Does “freedom of contract” really exist when it comes to statute of limitations in a mortgage-backed securities contract?
October 22, 2018
Although we generally report on recent Commercial Division decisions, and sometimes commercial cases coming out of the Appellate Divisions, this time we go all the way to the top: the Court of Appeals. Not often do we see commercial cases with a procedural twist coming out of our High Court (of NY). However, last week, the Court rendered a decision in Deutsche Bank Nat’l Bank Trust Co. v. Flagstar Capital Mkts, addressing a thorny statute of limitations issue in a breach of representations and warranties claim arising out of a residential mortgage-backed securities contract. Even more interesting is that the decision was only a 4-2 vote, drawing two separate dissents from Judges Rivera and Wilson. Judge Garcia took no part.

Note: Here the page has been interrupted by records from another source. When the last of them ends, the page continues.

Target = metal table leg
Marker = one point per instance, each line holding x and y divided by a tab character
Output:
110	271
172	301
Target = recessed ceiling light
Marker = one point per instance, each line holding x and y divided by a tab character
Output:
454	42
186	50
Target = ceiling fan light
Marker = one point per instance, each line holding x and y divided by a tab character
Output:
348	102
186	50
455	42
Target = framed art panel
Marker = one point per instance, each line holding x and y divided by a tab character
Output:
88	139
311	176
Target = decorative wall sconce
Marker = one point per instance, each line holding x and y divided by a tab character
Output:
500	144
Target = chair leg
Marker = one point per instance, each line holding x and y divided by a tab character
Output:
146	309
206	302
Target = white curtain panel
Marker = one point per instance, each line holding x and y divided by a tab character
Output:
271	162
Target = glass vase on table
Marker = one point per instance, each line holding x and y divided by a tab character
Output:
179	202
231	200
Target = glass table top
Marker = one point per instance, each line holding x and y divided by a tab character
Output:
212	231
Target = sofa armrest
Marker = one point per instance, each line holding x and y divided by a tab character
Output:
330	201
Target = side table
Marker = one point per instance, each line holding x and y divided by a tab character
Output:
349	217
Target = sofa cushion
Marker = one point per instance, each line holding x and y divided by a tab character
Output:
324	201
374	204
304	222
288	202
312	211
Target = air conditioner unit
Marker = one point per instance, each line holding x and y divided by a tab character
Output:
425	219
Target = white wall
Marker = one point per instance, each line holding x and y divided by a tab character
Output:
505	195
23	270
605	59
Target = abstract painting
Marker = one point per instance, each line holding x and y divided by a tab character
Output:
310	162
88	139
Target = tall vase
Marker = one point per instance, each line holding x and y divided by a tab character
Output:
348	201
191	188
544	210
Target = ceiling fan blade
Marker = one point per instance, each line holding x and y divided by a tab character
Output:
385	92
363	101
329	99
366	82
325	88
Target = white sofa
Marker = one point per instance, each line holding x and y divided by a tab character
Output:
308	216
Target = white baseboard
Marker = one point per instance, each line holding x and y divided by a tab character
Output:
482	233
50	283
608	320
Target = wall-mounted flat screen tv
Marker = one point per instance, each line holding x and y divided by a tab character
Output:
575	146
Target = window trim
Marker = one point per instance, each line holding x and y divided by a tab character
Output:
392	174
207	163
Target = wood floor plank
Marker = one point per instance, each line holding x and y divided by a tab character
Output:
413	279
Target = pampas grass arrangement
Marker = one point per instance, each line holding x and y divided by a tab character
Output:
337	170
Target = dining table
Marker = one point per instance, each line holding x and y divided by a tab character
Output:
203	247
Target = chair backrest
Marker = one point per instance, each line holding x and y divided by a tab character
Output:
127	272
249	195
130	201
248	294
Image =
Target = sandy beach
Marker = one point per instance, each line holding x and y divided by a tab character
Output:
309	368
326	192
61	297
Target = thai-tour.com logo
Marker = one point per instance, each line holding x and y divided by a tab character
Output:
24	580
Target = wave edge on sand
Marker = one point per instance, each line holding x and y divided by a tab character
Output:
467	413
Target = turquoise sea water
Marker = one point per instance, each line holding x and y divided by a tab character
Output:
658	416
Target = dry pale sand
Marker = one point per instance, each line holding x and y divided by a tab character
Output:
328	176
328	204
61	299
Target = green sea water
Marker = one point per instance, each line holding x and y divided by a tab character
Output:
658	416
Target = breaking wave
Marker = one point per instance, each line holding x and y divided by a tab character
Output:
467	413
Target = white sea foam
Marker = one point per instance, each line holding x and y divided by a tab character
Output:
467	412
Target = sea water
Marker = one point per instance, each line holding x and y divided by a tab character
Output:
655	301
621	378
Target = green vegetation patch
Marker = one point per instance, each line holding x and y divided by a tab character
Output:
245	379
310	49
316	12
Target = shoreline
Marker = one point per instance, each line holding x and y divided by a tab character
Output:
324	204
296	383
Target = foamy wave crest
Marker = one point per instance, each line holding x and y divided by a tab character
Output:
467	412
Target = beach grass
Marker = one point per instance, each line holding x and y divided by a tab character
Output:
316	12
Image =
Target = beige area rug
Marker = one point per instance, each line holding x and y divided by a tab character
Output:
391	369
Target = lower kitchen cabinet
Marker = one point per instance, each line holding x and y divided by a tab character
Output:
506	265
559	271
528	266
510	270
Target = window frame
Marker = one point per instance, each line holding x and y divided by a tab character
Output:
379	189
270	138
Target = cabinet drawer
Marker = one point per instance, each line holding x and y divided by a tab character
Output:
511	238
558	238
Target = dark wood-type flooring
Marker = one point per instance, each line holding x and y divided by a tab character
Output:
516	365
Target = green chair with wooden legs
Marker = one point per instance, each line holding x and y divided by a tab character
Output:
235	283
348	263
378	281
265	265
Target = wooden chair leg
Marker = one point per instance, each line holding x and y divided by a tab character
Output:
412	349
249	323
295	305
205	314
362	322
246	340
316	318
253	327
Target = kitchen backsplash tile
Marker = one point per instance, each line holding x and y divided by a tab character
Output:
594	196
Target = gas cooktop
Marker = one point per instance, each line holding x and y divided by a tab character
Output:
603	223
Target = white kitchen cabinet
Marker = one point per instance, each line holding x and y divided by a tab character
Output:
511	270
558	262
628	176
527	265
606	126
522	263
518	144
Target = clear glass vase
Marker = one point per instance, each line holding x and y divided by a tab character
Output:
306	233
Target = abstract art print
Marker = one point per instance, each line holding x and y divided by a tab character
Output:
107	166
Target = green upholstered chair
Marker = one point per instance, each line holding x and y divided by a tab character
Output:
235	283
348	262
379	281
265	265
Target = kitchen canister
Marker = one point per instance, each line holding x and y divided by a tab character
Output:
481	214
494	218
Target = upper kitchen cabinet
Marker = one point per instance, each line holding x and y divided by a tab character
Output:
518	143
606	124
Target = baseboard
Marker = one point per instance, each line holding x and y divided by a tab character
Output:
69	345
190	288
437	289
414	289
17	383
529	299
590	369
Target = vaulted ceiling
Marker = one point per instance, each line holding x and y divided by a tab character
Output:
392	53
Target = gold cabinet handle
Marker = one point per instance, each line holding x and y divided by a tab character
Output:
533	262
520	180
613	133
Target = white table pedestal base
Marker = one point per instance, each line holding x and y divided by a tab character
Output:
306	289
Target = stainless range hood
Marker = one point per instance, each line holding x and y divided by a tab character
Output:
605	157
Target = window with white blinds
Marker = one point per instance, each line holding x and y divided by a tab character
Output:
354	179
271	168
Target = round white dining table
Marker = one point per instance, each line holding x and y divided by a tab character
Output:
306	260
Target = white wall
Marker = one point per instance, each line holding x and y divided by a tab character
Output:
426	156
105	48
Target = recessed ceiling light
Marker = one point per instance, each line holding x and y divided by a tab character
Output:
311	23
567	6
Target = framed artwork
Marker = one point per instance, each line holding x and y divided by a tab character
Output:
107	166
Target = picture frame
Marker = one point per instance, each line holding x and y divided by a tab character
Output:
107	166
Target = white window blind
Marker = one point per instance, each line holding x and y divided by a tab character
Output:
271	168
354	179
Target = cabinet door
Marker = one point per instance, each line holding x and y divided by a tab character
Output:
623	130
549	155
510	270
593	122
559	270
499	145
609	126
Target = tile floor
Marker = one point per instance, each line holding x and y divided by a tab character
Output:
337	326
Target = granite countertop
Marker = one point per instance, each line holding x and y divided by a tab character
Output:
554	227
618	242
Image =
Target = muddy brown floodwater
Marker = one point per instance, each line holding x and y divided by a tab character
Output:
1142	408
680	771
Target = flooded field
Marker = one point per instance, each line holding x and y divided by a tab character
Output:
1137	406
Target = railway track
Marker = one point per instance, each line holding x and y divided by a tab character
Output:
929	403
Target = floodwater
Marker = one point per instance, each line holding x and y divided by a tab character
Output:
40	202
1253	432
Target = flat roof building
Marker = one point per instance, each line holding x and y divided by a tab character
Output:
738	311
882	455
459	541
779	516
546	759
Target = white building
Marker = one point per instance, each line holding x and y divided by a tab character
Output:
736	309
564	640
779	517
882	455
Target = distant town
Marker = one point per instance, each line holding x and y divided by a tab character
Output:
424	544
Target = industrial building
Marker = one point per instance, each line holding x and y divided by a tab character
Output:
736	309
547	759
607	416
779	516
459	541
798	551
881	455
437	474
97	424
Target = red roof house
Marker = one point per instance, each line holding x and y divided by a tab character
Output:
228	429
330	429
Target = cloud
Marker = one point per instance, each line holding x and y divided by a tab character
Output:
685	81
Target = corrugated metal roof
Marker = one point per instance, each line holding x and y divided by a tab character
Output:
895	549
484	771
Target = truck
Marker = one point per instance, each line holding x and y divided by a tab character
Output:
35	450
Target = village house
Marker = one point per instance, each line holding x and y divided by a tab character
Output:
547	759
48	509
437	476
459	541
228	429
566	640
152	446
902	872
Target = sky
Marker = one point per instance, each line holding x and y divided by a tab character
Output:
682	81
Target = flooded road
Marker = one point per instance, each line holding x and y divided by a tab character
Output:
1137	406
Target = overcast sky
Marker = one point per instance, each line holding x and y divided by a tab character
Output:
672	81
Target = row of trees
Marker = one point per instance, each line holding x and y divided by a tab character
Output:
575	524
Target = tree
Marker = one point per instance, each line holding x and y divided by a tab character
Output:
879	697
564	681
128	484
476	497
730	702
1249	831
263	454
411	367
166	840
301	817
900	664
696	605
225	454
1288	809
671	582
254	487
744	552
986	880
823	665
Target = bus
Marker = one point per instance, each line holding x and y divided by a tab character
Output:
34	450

The case arose out of a series of mortgage loans originated by defendant Quicken Loans, Inc. that were initially sold to Morgan Stanley Mortgage Capital, Inc. and eventually sold to a trust for the purpose of issuing residential mortgage-backed securities. The document at issue, the Second Amended and Restated Mortgage Loan Purchase and Warranties Agreement (“MLPWA”), contained two provisions at issue. The first, the “Sole Remedy” provision, stated that the purchaser’s only remedy was seller’s obligation to sure or repurchase the nonconforming loan. The second, the so-called “accrual clause” provided that “[a]ny cause of action against the Seller . . . shall accrue . . . upon (i) discovery of such breach . . . (ii) failure by the Seller to cure such breach . . . and (iii) demand upon the Seller by the Purchaser for compliance.”
Against this backdrop, seven years after the loans were originated, plaintiff claimed breach. Defendants immediately moved to dismiss on statute of limitations grounds, relying on the Court of Appeals’ decision in ACE Sec. Corp. v. DB Structural Prods., Inc., which held that a cause of action for breach of representations and warranties accrues when the contract was executed.
The case was dismissed at the trial court level, on the statute of limitations defense. Affirmed by the Appellate Division, First Judicial Department (143 AD2d 15), the Court of Appeals granted leave to consider whether the statute of limitations could be extended beyond the Court’s decision in ACE.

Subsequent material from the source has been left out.